Это было неглупо. Люди, подобные Звягинцеву, работали в разрыв всех жил. Создать могучую военную промышленность «во глубине сибирских руд» за два-три месяца – геркулесов подвиг. И что имели они за свой сумасшедший труд? Зарплату. Побрякушки орденов. Сталин мудро – без затрат – сумел отблагодарить их послаблением домостроевского устава.
Но больше, чем открытие, еще одного уродства строя, меня затронуло другое. Теперь я мог придать рассказу Кати художественную завершенность, служащую единственной гарантией правды. Татьяна Алексеевна кинулась из Кемерова в Москву не для свидания с зятем, а узнав о свадьбе своего мужа, – не в любовь, а в бой. Как будто счастье можно взять с бою.
А там, вполне вероятно, она могла в отместку, в ярости, отчаянии, душащей злобе переспать с этим мальчишкой – сознательно, в открытую. Любовь была бы осмотрительней, бережней к самой себе. Тут все творилось с безрассудством мести. Звягинцев стер плевок, Галя осталась без мужа, Татьяна Алексеевна без мужа и любовника. Эдик же попал, как кур в ощип.
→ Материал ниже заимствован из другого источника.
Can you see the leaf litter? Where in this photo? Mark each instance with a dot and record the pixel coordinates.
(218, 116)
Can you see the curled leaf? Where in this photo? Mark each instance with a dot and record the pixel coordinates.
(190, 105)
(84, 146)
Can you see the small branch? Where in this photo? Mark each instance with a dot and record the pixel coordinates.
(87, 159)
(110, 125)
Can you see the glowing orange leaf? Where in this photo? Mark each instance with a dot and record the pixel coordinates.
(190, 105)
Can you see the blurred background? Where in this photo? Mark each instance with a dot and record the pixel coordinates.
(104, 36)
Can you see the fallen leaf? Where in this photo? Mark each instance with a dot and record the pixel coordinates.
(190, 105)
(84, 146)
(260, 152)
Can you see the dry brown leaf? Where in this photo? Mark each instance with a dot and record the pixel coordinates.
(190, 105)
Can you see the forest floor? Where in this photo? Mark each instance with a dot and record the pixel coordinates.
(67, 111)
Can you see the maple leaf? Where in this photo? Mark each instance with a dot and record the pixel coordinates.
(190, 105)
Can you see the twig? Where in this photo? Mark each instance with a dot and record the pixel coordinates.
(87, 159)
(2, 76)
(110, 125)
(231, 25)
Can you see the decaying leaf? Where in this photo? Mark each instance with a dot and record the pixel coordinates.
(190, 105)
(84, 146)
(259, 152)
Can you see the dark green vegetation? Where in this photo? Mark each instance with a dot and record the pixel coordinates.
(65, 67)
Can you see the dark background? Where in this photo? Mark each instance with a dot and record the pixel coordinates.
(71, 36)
Его заставили сыграть роль, на которую он не претендовал. А может, и претендовал, слишком вманчива аура Татьяны Алексеевны. Вот только на мужа уже не действовала ее притягательность.
Когда я пришел за обещанной рюмкой, Татьяна Алексеевна сидела у окна и с маниакальным видом разглядывала устье проклятого переулка и черный зад «паккарда». Я что-то сказал, она не ответила. Это было не в ее правилах. Она всегда была в сборе, не позволяя заглядывать в себя.
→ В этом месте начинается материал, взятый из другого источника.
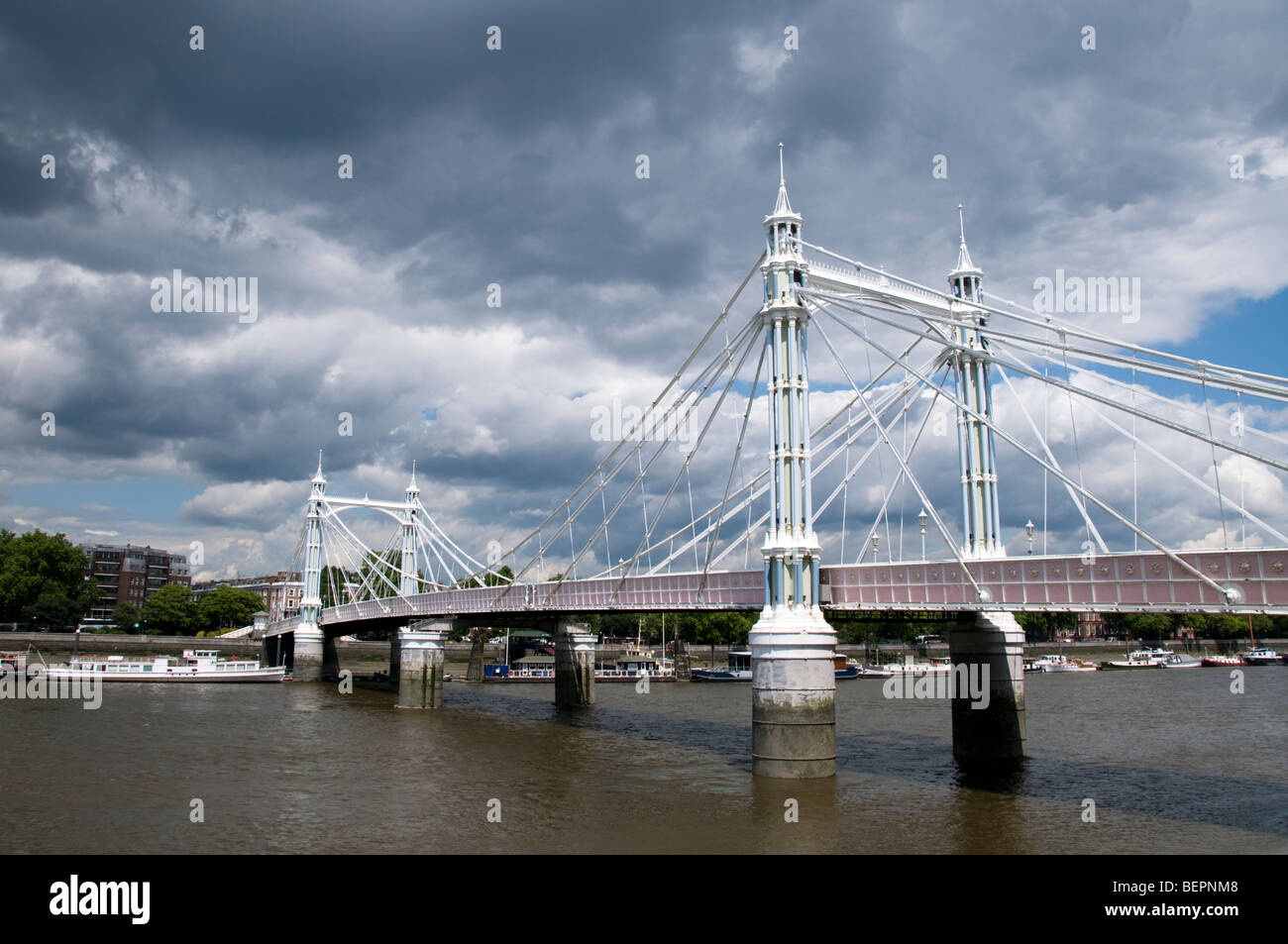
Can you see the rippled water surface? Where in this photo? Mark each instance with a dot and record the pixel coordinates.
(1173, 762)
Когда-то я познакомил Татьяну Алексеевну с игрой, которую сам придумал, чтобы легче коротать ожидание. Я звоню в редакцию. Естественно, сотрудник, который мне нужен, только что вышел. Прошу секретаршу не вешать трубку, а найти мне этого сотрудника, я подожду. Обязательно надо сказать, что это я ему нужен, а не наоборот, он телефон оборвал, дозваниваясь ко мне. Секретарша выясняет, что он в буфете. «Попробую его привести». И тут я начинаю рисовать ее путешествие от редакционной комнаты до буфета. Со всеми возможными задержками, пустыми разговорами, обменом новостями, заходом в уборную, застреванием в лифте и всеми прочими перипетиями неуклюжей учрежденческой жизни. Незаметно промелькивают полчаса, и нужный мне сотрудник берет трубку.
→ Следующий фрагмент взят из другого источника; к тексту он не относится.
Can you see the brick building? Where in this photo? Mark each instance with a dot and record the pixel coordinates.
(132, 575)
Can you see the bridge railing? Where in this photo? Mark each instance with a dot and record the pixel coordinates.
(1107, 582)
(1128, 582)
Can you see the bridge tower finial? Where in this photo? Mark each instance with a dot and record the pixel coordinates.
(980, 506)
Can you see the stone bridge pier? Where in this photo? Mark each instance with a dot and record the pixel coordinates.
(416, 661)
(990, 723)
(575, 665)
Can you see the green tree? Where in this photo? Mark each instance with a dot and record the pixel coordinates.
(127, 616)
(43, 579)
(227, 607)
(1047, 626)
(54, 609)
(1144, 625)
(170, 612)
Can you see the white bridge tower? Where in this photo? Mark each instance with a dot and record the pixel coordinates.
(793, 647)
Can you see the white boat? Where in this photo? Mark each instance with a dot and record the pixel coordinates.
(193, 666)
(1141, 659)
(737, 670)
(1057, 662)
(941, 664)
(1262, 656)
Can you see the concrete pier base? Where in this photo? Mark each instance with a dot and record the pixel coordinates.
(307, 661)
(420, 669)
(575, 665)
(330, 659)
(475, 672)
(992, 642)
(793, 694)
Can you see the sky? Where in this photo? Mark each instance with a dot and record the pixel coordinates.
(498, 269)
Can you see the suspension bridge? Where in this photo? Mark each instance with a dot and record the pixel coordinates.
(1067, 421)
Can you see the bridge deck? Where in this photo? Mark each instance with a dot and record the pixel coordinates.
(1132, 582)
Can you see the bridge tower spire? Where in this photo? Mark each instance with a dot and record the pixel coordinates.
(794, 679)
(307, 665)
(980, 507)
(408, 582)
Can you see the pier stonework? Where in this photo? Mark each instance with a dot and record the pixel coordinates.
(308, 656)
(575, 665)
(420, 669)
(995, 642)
Но едва ли так быстро промелькнули для Татьяны Алексеевны те часы, что она провела у окна, когда Василий Кириллович в чистых подштанниках укатил к сопернице. Вот уже сколько времени стоит машина у ненавистного крыльца и не бьет копытом от нетерпения. Там, видно, второй и, возможно, главный прием. Большой обед. Не исключено, что кто-то из вчерашних гостей преспокойно гуляет в другом шатре. И тут Василий Кириллович уж не сидит в байковой пижамной куртке, а держит фасон. И он не осмелится сделать Макрюхе комплимент с пером в жопе (чайки из нее не выйдет, хоть весь хвост загони), он бросил эту хамскую фразу, чтобы показать Татьяне Алексеевне ее место, пусть не корчит из себя старшую жену. Он защитил этим Макрюху, о чем, понятно, ей поспешат донести. И будут пить за Сталина, за Василия Кирилловича, а там и за Макрюху. Интересно, она сама мечется от стола на кухню, или у нее есть домашняя работница? Наверное, ей кто-то помогает, ей не до хозяйства, больно «вумственная» женщина.
Но вот они встали из-за стола. А ведь там, наверное, не пляшут. Что же они делают? Разговоры разговаривают. О чем? О предстоящем летнем отдыхе. Теперь она не сомневается, что он ездит не в сердечные санатории, а куда-то, где его принимают с Макрюхой. Как в Большом театре. А когда-то они тоже ходили в Большой, но не в правительственную ложу, с программкой и перламутровым маленьким биноклем, а по-молодому бесшабашно, дерзко, евреев выкуривали, от хохота со стульев валились. Нет, была у них молодость, была любовь, куда же все это подевалось? Чем перешибла ее некрасивая, немолодая, неуклюжая чиновница? Вот уж присуха!.. Интересно, а гости там тоже с запасными женами? Только поди разберись, кто основная, кто запасная. Все равно, его дом здесь, где вся семья, с дочерью, любимым внуком, и мать его здесь, и все братья-сестры. Да, дом здесь, а сам он там, и Макрюху люди видят с ним гораздо чаще, чем ее, а новенькие небось и вовсе не знают, что есть на свете Татьяна Алексеевна.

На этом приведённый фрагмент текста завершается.